Dunque, l’obbligazione perpetua di Bper non sarà mai a tasso variabile, ma semmai dopo il 20 marzo 2030 sarebbe rideterminata nel caso di mancato rimborso del capitale. C’è il rischio di perdere tutto l’investimento, in quanto l’emittente ridurrà il valore nominale del bond nel caso in cui il CET1 dell’istituto scenda sotto il 5,125%. Trattasi del cosiddetto patrimonio di vigilanza.
Rischi per investitore
Ad essersi occupati dell’emissione sono state Barclays e Ubs in qualità di joint scructuring advisor, global coordinator e joint bookrunner. Bnp Paribas, Deutsche Bank, Mediobanca e Morgan Stanley hanno agito in qualità di joint bookrunner.
L’obbligazione perpetua non ha chiaramente una scadenza, per cui Bper può anche decidere di non rimborsare mai il capitale alle date di reset indicate nel prospetto informativo. In genere, tuttavia, gli emittenti di questi particolari strumenti finanziari lo fanno per ragioni reputazionali. L’investitore corre diversi rischi. In primis, le autorità di vigilanza possono vietare all’emittente di pagare le cedole in situazioni di stress finanziario. E le cedole non pagate non sarebbero più recuperate.
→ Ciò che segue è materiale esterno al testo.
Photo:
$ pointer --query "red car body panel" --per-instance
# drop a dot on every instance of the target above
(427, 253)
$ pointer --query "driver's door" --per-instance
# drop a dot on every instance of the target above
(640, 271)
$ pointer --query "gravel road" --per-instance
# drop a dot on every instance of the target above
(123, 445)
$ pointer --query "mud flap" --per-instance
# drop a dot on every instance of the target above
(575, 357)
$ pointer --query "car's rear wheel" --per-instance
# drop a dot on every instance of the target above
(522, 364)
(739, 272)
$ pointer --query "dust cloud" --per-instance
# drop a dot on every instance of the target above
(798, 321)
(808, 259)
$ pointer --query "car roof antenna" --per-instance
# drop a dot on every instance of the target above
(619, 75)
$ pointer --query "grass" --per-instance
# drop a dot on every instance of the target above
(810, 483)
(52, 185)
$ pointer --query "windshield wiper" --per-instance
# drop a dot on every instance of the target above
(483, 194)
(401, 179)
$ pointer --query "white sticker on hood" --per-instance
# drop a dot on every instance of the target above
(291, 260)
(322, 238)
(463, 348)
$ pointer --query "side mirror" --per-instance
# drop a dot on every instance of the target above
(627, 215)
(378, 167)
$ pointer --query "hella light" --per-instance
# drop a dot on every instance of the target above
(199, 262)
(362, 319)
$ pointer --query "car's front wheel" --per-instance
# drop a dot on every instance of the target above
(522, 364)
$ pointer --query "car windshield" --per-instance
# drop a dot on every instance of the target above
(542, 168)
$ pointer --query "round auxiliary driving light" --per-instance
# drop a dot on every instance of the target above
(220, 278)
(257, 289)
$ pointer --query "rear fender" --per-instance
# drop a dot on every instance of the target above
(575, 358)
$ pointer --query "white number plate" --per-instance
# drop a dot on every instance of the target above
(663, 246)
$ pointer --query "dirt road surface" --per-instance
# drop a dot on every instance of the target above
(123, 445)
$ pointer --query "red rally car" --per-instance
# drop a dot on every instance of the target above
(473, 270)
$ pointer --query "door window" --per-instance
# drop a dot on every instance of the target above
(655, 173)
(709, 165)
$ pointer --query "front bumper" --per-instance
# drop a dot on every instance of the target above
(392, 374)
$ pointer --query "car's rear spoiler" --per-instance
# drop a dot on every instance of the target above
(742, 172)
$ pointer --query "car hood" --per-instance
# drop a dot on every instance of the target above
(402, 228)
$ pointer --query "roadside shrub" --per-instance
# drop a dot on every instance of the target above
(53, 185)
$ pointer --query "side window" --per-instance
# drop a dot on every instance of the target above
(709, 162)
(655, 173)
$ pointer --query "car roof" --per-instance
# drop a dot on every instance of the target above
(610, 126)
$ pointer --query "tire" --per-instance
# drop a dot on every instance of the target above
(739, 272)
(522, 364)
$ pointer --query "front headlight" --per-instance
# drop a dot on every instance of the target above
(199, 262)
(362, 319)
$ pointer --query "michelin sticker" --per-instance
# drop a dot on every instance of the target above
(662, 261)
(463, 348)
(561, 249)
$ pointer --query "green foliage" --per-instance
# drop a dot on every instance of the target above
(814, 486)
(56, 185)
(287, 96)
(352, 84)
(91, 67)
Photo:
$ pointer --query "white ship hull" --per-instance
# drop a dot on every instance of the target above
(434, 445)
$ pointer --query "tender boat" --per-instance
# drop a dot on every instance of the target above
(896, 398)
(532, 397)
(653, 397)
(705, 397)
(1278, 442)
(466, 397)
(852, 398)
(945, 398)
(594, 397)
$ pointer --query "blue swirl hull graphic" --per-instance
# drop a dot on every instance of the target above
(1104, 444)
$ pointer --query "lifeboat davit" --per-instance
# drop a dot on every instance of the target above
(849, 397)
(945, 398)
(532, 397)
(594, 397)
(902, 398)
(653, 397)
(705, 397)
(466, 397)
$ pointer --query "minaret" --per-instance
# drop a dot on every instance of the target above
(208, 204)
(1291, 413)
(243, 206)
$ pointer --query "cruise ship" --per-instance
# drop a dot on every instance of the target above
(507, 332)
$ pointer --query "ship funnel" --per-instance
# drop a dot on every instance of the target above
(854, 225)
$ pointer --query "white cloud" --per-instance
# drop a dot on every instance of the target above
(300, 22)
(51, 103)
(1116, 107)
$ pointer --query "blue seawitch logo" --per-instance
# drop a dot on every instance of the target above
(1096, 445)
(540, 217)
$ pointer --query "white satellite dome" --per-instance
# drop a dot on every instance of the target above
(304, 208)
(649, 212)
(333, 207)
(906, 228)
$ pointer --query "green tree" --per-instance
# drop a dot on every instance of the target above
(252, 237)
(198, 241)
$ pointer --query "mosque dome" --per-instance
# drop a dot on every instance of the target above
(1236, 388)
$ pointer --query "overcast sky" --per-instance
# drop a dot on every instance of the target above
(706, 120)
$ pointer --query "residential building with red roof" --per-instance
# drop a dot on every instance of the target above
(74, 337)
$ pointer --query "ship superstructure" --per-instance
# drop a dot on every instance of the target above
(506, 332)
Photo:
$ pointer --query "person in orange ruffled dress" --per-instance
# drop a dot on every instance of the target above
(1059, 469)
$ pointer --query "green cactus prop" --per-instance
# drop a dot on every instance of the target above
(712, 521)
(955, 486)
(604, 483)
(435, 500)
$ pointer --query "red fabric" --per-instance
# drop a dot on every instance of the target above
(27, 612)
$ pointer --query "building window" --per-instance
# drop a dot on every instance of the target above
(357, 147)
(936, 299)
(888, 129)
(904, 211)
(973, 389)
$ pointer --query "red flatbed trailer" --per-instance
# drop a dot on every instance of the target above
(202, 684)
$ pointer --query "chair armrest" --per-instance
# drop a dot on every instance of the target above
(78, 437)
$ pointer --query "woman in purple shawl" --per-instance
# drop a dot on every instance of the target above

Obbligazione perpetua, rimborso incerto
Un altro rischio dell’obbligazione perpetua riguarda per l’appunto il mancato rimborso alla data di reset del 20 marzo 2030. Ciò diverrebbe un evento teoricamente più probabile se i tassi di mercato in quel periodo risultassero superiori ai costi che Bper affronterebbe continuando a pagare le cedole. In pratica, se l’istituto vedesse ampliati gli spread rispetto alla situazione odierna, gli risulterebbe più vantaggioso decidere di effettuare il rimborso più in là o, sempre teoricamente, anche mai. Infine, proprio perché il rimborso nel marzo 2030 può non avvenire, l’investitore si espone al rischio di tassi. Se questi scendessero, riceverebbe una cedola ben inferiore del 6,50% goduto fino ad allora.